The Suns’ most significant contributions came from Marion and Thomas, who were added to the starting lineup. The Suns didn’t double-team Duncan, who got little help from his teammates. Phoenix coach Mike D’Antoni’s decision to start Thomas and have him defend Duncan freed up Amare Stoudemire to concentrate on offense. As a result, Stoudemire had plenty of energy and scored 21 second half points. The Suns went to 8-0 with Thomas as a starter.

Watch as many games as possible and carefully read up on the games the next day. Such things as injuries and strategic adjustments can be revealing. You may recall during last year’s regular season meetings, Kobe Bryant had some of his most explosive games against Phoenix. Yet, the result was almost always the same: The Suns won with an avalanche of points.

So, Laker coach Phil Jackson made several strategic adjustments for the 2006 playoff series. Instead of letting Kobe do all the shooting, he asked Bryant to distribute the basketball more and others to look for their shot. He recognized the Suns had a smallish frontcourt, so LA often pounded the ball down low. The Lakers shot a high percentage and dominated points in the paint to take a 3-1 series lead before the Suns adjusted. The first four games also went under the total with LA controlling tempo.

However, starting in Game 5, the Suns changed strategy by releasing players early on defense. The tempo was pushed up and the Suns found more looks on the perimeter.

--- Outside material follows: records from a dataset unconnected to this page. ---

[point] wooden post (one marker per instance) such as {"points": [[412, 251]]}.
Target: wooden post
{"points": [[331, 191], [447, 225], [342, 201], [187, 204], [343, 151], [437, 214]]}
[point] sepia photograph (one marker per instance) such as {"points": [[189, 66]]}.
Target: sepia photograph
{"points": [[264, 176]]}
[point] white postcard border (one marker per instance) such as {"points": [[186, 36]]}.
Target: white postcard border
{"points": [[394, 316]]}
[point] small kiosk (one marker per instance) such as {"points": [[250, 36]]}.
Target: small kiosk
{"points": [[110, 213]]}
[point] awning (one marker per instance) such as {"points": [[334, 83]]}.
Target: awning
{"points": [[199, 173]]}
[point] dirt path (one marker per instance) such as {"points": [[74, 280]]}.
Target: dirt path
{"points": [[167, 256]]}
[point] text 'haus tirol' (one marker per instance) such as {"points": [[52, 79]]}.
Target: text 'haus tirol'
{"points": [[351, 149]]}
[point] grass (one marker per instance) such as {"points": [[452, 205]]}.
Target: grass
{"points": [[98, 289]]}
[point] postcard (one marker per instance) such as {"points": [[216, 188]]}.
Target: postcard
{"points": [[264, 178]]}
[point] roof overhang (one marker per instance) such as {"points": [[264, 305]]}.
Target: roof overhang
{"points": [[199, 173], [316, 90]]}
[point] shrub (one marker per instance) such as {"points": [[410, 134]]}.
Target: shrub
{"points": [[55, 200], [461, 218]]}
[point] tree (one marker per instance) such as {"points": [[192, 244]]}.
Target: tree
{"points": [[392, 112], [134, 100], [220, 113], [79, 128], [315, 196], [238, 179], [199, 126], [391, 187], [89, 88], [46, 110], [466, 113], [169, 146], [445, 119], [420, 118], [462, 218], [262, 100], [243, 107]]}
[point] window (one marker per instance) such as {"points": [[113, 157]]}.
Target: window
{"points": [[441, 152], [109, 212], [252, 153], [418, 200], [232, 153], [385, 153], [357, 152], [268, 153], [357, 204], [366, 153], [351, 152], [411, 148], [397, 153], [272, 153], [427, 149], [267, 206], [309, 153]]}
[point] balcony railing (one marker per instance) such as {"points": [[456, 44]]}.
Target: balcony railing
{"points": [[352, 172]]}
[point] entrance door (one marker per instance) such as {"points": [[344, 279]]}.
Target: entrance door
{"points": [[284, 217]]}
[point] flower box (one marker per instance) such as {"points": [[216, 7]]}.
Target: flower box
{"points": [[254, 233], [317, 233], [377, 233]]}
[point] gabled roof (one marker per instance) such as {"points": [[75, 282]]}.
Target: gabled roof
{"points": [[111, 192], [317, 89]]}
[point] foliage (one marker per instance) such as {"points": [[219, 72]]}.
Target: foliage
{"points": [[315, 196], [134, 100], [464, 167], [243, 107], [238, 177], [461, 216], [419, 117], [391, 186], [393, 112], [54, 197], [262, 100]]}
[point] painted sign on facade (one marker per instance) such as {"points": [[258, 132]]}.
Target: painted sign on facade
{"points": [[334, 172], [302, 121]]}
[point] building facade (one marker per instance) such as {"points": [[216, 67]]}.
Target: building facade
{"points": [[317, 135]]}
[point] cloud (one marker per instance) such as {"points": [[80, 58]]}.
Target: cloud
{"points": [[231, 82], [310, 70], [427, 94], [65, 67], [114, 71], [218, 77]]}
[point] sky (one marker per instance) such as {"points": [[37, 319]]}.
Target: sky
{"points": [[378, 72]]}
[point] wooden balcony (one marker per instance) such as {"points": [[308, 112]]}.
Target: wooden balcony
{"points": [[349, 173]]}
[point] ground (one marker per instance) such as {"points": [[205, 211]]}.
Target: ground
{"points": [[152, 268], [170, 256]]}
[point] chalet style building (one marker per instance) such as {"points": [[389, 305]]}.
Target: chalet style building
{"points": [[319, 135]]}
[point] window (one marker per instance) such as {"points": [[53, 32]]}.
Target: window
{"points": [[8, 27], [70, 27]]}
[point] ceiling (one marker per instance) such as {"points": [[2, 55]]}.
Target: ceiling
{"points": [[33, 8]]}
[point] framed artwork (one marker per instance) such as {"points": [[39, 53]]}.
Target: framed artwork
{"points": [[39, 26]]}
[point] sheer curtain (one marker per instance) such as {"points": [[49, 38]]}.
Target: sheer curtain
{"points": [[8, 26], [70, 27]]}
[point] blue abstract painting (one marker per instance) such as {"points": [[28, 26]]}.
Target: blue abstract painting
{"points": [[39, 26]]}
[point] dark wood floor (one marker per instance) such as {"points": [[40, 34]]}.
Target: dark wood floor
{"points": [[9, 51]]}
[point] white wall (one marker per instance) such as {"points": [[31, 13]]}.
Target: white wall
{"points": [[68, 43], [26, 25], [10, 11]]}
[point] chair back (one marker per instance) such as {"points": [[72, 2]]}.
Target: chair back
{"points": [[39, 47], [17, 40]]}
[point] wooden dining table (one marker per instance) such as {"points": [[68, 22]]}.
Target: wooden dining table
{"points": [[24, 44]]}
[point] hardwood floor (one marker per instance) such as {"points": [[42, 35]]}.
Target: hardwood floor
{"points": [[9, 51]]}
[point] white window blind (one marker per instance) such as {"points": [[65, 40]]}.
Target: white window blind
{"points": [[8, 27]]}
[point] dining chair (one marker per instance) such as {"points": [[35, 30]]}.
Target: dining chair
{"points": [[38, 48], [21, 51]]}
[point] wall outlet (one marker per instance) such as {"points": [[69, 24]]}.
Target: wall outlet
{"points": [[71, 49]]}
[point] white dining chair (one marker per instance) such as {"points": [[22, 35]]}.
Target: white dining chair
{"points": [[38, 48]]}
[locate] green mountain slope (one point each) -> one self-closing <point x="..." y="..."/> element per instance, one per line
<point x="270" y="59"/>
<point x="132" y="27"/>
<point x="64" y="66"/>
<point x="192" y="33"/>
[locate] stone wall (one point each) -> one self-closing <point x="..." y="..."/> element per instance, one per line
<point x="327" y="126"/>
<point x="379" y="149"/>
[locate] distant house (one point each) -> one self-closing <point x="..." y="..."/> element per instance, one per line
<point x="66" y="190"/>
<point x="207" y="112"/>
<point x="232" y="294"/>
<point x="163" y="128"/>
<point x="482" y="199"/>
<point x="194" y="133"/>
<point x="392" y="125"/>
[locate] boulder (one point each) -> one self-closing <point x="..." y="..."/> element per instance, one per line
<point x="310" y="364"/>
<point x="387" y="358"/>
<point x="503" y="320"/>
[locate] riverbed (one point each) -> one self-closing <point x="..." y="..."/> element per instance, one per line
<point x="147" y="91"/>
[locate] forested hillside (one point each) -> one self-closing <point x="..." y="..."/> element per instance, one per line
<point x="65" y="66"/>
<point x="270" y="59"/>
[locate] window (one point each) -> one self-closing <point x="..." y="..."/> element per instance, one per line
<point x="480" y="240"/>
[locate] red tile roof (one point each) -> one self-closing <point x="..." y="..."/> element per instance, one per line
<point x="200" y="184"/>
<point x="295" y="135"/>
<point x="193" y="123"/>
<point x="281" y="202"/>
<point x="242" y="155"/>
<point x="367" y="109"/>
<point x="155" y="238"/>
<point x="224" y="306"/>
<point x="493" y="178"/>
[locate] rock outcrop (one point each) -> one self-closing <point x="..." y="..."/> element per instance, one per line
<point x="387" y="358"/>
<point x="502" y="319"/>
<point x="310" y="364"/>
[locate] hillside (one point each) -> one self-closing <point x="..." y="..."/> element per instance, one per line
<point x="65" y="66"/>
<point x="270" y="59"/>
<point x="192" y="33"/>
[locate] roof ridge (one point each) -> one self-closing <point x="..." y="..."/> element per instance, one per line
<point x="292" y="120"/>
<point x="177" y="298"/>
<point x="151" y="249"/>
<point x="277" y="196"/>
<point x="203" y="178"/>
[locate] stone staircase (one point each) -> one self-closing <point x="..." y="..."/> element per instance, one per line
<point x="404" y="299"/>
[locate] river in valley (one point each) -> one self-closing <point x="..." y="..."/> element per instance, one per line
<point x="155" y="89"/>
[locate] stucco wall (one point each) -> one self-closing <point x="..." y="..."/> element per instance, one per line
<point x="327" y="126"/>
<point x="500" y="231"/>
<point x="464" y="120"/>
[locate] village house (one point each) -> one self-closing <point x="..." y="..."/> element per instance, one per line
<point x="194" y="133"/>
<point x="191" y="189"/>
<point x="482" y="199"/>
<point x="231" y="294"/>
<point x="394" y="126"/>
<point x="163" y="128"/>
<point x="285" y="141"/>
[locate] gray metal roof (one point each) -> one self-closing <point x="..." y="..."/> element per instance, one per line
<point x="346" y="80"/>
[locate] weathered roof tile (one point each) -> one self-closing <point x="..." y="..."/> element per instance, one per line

Phoenix shot 45 and 47.6 percent from 3-point land in the final two games after marks of 33, 43.5 and 35 in Games 2, 3 and 4 (all losses).

The Lakers didn’t have the talent or depth to counterpunch once the Suns adjusted and the better team won. Point, counterpoint, checkmate!

Notice that the Suns went 3-0 over the total once those adjustments were instituted. If you just read the box score or caught the final score on TV, you might not understand all the complex moves taking place. The fact is, key strategic adjustments by the coaches can influence the series, sides and totals.